Y hoy, precisamente hoy, sigue el pintor creyendo «muy poco en la genialidad y mucho en el trabajo. La genialidad tú no la puedes controlar, pero el trabajo sí». Y continúa aspirando a vivir tranquilo, «sin que me den leña, sin peleas, sin malos rollos con nadie. No quiero enemigos, no quiero rivalidades absurdas, no quiero perder el tiempo con todo eso».

Sus vecinos lo saludan. Con mucho cariño. «No me veo sin pintar, y ahora menos que nunca. ¿Haciendo qué?, ¿dedicándome a la contemplación, a filosofar...? Yo no sé hacer otra cosa que pintar, y espero, incluso, que cuando llegue la muerte me pille con un lápiz o un pincel entre los dedos», dice Cano, que es muy consciente de que el tiempo no se detiene: «Sé muy bien la edad que tengo. No puedo hacer locuras, ¡ya me gustaría! Pero estoy bien, me sigo ilusionando y apasionando con la pintura como si detrás no llevase toda la mili que llevo ya en esto, y todo el mundo que ya he recorrido desde que un día salí de Blanca a la aventura...». «Cada vez que me acuerdo de esa frase de Marguerite Yourcenar, 'el horizonte está más cerca', siento que es verdad de una forma física», dice. Durante unos instantes guarda silencio. «Y, aunque sigo viajando», añade, «sobre todo para exponer y para dar cursos de pintura, se me va pegando cada vez más la tierra de Blanca en los pies. Por eso, porque tengo conciencia de que me queda un tiempo limitado, corto, intento no perderlo».

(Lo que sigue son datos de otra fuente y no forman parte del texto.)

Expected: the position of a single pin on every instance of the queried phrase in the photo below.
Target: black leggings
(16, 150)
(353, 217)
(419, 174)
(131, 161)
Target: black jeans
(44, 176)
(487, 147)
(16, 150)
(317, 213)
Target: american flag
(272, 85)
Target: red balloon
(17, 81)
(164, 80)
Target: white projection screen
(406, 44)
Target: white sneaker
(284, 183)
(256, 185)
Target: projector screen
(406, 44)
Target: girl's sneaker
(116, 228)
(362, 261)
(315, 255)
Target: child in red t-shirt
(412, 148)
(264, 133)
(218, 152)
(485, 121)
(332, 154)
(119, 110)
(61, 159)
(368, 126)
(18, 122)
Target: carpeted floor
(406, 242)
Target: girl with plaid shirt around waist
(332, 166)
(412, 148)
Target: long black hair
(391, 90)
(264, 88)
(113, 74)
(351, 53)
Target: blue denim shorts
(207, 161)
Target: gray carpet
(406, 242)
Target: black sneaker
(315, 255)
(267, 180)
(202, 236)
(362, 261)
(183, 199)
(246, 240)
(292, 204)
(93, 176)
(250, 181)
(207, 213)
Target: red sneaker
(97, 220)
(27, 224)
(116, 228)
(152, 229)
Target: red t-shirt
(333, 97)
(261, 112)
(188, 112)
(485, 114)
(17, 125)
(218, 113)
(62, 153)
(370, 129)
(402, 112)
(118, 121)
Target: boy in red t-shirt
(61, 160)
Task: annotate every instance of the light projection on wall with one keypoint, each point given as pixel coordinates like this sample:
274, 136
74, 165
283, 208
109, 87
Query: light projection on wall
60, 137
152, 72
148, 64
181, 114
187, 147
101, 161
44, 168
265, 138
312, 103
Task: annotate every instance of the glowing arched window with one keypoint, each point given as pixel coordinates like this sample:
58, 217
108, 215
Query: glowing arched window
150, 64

Hay días que se le han quedado grabados en la memoria, como ese de julio de 2008 en el que, en Florencia, donó uno de sus autorretratos a la mundialmente conocida Galería de los Uffizi, de cuya colección de retratos de artistas forma ya parte. O ese otro día en el que conversó con Juan Pablo II sobre el cuadro titulado 'Abrazo del Papa Juan Pablo II y el cardenal Wyszynski', un óleo sobre lienzo que formó parte de su serie 'Abrazos' y que puede contemplarse en el Museo Vaticano, en Roma, una de sus ciudades amadas.

Cae la noche como un fin del mundo sobre Blanca. Me voy alejando, pero se vienen conmigo, sin dejar de mirarme a lo ojos, todos y cada uno de los cuadros de 'Siete'. Me acuerdo otra vez de Dylan Thomas: «El hombre rompió el sol, abatió el viento». Qué empeño tan estéril en destruir el paraíso que nos fue dado, en sembrar cizaña sobre la misma tierra donde crecen los manzanos y juegan inocentes nuestros hijos.